Sul fronte opposto, assai più frammentato e privo di qualsiasi organizzazione, è soprattutto Rudolf Borchardt a impegnarsi in qualche scaramuccia polemica, là dove declassa la poesia di George a «fenomeno di passaggio» entro la storia della letteratura tedesca e celebra invece quella dimensione teatrale che avrebbe educato Hofmannsthal a una «più universale umanità», allontanandolo così dalle bizzarrie tipiche della cerchia di George.
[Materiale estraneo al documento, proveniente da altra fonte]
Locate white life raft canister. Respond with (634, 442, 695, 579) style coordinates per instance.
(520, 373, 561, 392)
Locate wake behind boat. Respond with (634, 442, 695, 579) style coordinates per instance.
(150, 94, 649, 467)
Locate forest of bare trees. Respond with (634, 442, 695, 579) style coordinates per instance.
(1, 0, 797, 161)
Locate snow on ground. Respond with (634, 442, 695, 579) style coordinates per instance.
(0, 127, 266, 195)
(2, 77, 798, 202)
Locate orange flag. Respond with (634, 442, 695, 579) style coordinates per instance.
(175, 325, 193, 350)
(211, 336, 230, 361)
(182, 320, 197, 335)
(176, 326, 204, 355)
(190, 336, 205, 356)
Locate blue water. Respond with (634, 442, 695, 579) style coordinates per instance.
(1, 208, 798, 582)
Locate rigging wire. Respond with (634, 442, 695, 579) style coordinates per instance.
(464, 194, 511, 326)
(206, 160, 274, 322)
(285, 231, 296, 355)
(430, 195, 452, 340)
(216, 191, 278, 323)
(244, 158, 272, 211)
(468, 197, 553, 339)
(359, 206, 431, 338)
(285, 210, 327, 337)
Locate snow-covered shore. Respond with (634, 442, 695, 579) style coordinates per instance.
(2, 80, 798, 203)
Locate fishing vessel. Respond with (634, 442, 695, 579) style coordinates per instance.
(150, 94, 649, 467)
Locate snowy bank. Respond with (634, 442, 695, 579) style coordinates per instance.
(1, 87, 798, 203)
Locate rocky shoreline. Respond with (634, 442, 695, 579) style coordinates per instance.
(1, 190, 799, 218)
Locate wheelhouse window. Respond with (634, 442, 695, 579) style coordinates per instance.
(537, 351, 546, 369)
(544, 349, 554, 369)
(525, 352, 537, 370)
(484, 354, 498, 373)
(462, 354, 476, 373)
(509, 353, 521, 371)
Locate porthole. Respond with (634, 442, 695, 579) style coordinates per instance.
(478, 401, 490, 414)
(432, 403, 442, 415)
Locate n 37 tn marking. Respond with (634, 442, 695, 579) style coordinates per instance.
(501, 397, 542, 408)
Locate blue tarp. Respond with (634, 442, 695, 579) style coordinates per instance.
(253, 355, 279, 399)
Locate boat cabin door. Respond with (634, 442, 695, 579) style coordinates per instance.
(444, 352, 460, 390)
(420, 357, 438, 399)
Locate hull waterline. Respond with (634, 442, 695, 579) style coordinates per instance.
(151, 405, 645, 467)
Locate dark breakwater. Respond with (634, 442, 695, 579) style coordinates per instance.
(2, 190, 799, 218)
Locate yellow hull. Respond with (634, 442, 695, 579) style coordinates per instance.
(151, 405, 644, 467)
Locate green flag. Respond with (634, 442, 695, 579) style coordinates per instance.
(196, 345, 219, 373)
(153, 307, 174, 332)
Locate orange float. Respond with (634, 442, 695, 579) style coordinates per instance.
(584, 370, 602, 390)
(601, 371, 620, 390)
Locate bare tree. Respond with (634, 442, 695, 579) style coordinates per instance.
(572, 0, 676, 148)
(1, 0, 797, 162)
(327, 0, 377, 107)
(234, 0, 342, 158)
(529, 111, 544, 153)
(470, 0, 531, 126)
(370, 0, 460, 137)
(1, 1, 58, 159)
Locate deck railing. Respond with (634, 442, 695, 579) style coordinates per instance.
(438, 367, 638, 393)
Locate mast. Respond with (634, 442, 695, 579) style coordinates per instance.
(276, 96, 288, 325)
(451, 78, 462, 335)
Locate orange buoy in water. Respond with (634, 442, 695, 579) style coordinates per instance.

Nei toni usati invece dai due protagonisti si riverberano ancora una volta le loro radicali differenze: George affida un giudizio inappellabile ai versi di una poesia intitolata Il rinnegato, dove, pur riconoscendo a Hofmannsthal la capacità di trovare «rari e preziosi colori», condanna la curiosità che lo avrebbe portato ad abbandonare il tempio dell’arte per mettersi a origliare le voci «sulla via e al mercato», denunciando le conseguenze di una troppo agile empatia: «desideroso d’insinuarti in tutte le anime / lasciasti la tua incolta e desolata la tua». In Hofmannsthal, che ancora a distanza di anni modella su George il personaggio di Sacramozo nel romanzo Andrea, risuona invece una qualche titubanza là dove – in una lettera del 1919 – dopo essersi chiesto se George non possegga un’individualità poetica «più forte» della sua, si risponde così: «Non lo so. Ci sono troppe cose artificiose in lui e troppe sono invece escluse». E anche nelle differenze con cui i due autori descrivono il proprio conflitto con l’altro si legge la difficoltà di armonizzare il proprio Io con il mondo esterno: sembra che ancora prima di incontrare Stefan George, Hofmannsthal avesse a cuore il problema. Immaginò dunque due contrapposte figure accomunate dall’impossibilità di crescere e venire davvero a contatto con il mondo: l’una avvolta da una rigida corazza così da respingere ogni attacco, l’altra capace di assumere ogni forma così da neutralizzare ogni assalto. In queste immaginarie creature gli apparvero racchiuse le uniche due vie ancora percorribili, divergenti e disarmoniche: «l’uomo che respinge ogni cosa», o «l’uomo che raccoglie ogni cosa, senza davvero prendere nulla».